RTL Today intern Caroline Schodde writes about spending her first time abroad in Luxembourg and her reflections as she readies to return home to the US.

Almost seven weeks ago I landed in Luxembourg, at the time I had never been outside of the US before, or flown for more than four hours, and due to the fact I had never set foot in it, I was not entirely convinced that the continent of Europe was actually real (I can assure you that I now believe in the existence of Europe). I ended up in Luxembourg because my university offers a summer internship program and runs classes year-round out of a chateau in Differdange. So, for the past several weeks I have been living in a new country and working as an intern with the wonderful and sometimes crazy team at RTL Today and RTL Today Radio.

The most common question I have been asked while I’ve been in Luxembourg is “Why Luxembourg?”, which is asked with an expression that is more confusion than intrigue. I give the answer of my university offering the program here, but I was confused by others confusion. It seems like many people who live and/or work here find it improbable that someone would choose Luxembourg. But to me, I thought it was obvious that someone would want to visit a country like Luxembourg, which has a high living standard, lots of history, free public transport, plenty of business activity, and one of my new favorite words in the world “Moien”. Why wouldn't I want to leave the US and experience all of that for a little bit?

A week after I left the US, I woke up to news of another school shooting, and this past week the Supreme Court removed federal protection of the right to an abortion. In a lot of ways being away while these things happened has made me feel helpless. The distance has meant that I cannot do things like participate in protests or easily talk to other Americans who are dealing with the repercussions of these events. In other ways I have felt a little bit of relief. Every country in the world has its problems, but not every country in the world reacts the same way to those problems. While I have been in Luxembourg the script that sometimes plays in my head of, “where would I go if someone started shooting?” has stopped. And a few days ago, I watched Luxembourg’s legislative body reaffirm a women’s right to an abortion after my own country failed to enshrine it into law for fifty years.

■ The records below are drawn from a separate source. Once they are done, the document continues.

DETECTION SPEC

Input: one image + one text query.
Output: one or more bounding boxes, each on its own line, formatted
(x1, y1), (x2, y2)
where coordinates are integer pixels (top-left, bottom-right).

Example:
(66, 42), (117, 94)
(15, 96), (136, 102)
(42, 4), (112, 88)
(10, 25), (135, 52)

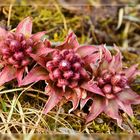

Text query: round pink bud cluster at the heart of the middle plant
(46, 49), (89, 88)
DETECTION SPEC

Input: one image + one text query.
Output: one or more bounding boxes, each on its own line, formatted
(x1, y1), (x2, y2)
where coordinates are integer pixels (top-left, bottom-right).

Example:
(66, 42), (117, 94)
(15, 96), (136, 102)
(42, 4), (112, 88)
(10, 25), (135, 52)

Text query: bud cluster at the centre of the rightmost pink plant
(97, 70), (127, 94)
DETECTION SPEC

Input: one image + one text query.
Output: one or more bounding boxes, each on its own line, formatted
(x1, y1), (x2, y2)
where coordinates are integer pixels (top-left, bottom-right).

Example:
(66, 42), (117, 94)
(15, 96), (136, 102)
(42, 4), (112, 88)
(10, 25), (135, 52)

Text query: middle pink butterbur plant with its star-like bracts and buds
(21, 32), (103, 114)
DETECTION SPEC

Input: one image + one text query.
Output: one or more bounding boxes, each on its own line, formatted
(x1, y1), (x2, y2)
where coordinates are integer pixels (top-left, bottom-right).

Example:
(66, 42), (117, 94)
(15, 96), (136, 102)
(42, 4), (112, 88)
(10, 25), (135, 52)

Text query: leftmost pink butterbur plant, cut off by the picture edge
(0, 17), (48, 85)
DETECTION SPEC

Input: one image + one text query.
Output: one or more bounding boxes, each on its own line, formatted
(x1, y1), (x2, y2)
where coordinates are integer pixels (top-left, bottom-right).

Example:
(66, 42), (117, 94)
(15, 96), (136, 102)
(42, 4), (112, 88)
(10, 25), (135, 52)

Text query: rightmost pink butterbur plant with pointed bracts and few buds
(83, 47), (140, 127)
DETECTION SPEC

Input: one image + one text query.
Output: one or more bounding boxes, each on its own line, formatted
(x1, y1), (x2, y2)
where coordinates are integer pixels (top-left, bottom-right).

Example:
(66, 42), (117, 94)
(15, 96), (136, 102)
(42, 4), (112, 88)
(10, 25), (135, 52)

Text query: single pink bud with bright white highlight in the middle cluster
(59, 60), (71, 71)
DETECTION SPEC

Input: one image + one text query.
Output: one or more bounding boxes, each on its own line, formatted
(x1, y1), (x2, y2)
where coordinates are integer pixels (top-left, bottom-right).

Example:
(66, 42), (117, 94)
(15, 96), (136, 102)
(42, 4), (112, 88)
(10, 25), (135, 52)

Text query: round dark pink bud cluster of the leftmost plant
(1, 33), (34, 68)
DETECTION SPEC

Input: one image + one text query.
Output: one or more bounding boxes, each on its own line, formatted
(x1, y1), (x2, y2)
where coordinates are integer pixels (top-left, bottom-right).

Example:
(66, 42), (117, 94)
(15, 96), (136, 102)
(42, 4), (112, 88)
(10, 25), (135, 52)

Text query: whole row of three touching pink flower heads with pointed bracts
(0, 17), (140, 127)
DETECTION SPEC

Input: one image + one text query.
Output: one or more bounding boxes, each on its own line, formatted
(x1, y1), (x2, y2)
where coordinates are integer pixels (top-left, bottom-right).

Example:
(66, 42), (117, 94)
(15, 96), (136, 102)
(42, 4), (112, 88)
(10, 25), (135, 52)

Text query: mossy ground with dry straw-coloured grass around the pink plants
(0, 0), (140, 139)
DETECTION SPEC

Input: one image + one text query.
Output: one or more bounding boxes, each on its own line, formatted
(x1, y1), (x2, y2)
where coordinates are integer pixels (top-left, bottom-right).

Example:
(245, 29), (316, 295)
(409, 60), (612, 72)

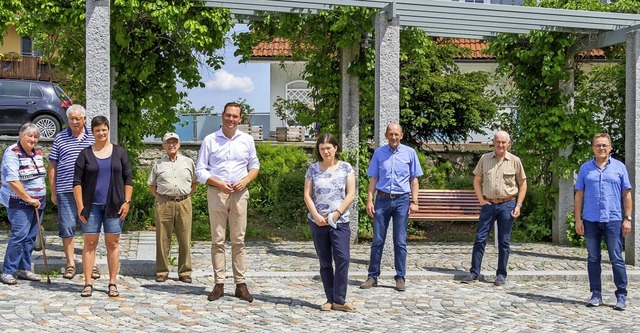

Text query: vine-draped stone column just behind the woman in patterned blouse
(340, 44), (360, 244)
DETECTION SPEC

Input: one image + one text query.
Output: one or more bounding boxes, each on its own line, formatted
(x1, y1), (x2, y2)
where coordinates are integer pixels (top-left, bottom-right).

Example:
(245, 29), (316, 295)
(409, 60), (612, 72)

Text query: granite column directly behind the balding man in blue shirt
(374, 12), (400, 264)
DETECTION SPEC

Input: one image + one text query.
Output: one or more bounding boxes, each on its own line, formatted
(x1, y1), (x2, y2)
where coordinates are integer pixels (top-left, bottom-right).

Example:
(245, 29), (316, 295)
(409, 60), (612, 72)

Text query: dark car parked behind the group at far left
(0, 79), (71, 138)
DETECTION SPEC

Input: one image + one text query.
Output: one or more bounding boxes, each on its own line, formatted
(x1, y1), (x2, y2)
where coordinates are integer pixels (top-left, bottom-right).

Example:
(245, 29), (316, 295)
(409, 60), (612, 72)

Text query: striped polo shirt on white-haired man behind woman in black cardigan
(49, 127), (96, 193)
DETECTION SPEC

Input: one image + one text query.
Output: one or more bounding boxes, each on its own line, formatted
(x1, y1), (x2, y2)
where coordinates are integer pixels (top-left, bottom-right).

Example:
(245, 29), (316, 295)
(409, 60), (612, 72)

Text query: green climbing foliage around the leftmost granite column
(8, 0), (231, 155)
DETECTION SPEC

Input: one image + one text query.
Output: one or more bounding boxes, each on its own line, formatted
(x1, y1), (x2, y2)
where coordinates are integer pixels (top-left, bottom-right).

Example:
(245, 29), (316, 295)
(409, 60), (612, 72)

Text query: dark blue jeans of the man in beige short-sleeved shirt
(471, 199), (516, 277)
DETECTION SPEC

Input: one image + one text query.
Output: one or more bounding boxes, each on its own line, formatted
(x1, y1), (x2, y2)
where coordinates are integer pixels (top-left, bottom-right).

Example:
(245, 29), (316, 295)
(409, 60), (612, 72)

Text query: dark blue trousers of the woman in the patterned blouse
(309, 221), (351, 305)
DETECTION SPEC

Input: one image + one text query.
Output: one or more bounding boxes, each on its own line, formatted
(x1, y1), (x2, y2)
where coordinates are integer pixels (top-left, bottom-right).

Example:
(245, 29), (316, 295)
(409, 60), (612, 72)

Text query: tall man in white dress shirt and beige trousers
(196, 102), (260, 302)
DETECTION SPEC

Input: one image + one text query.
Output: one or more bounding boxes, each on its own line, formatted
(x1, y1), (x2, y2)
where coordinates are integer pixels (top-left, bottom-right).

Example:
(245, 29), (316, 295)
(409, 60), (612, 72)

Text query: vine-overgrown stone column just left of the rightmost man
(551, 67), (575, 245)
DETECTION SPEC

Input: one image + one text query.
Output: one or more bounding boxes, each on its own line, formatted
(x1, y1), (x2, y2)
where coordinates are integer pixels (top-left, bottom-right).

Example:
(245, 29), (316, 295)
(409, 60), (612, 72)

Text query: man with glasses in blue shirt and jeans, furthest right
(574, 133), (633, 310)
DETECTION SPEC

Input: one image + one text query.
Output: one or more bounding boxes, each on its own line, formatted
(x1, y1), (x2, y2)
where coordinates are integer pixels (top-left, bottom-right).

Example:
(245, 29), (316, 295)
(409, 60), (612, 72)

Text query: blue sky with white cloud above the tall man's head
(182, 24), (270, 114)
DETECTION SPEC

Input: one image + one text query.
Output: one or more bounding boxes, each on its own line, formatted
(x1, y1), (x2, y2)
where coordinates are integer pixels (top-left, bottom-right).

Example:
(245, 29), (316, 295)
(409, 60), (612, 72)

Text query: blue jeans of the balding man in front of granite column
(368, 193), (410, 281)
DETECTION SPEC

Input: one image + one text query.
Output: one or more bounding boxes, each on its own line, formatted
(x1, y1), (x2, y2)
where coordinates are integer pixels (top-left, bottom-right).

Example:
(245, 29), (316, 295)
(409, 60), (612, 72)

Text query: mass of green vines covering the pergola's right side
(489, 0), (640, 240)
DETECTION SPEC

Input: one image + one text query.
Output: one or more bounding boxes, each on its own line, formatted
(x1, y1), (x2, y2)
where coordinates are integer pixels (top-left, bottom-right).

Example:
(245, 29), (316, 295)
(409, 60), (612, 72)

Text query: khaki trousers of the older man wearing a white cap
(154, 196), (193, 276)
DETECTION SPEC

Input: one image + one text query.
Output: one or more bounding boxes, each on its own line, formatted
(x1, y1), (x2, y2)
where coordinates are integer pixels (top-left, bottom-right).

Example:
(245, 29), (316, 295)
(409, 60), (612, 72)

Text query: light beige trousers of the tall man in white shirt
(207, 186), (249, 284)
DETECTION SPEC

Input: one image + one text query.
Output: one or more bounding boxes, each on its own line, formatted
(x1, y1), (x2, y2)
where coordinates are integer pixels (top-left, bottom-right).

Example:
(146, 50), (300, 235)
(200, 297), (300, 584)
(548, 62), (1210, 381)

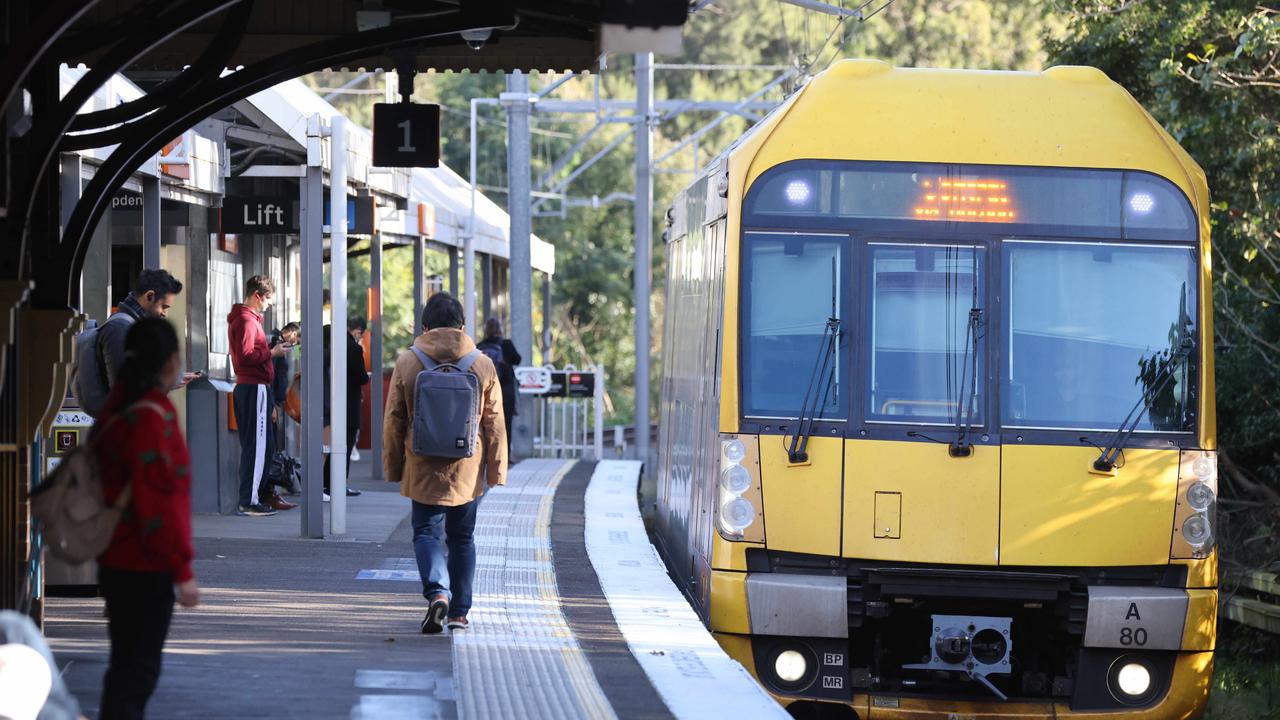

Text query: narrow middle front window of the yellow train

Now as my time in Luxembourg draws to a close, I can also say I can maybe understand people’s surprise at my being in Luxembourg a little better, but I am also very happy to have chosen it. I believe that the people are what make or break your experience wherever you go. In Luxembourg that has also been true, and working at RTL Today has allowed me to meet many amazing people. I have also been able to attend several concerts in Luxembourg, talk to people from around Europe and the world, and learn about what it takes to run a news site and web radio.

From being in this little country I have also gained more confidence in myself. I don’t think I will ever be especially loud and outgoing, but I do trust myself to do new things more than I did before. Every single day has been filled with new things, whether they were small like figuring out which bus to take and where, or bigger, like walking up to random people at a music festival to promote RTL Today Radio, I have grown some more every day.

While on a solo weekend trip to Cologne, my first travel in my life entirely alone, and planned only by me, I got on a Ferris Wheel. It was not a massive Ferris Wheel, or very fast moving, but when the door shut behind me and the cabin started to move, I thought to myself with a bit of panic “Wait, I’m afraid of heights”. I had walked to the stand, bought the ticket, and got on the Ferris Wheel completely forgetting the last time I was on one and I nearly cried. I calmed myself down again quickly, and I was able to have a nice ride and get some pictures. I do hope though, that when I am back home, I will continue to forget about things I fear and enjoy the view more often.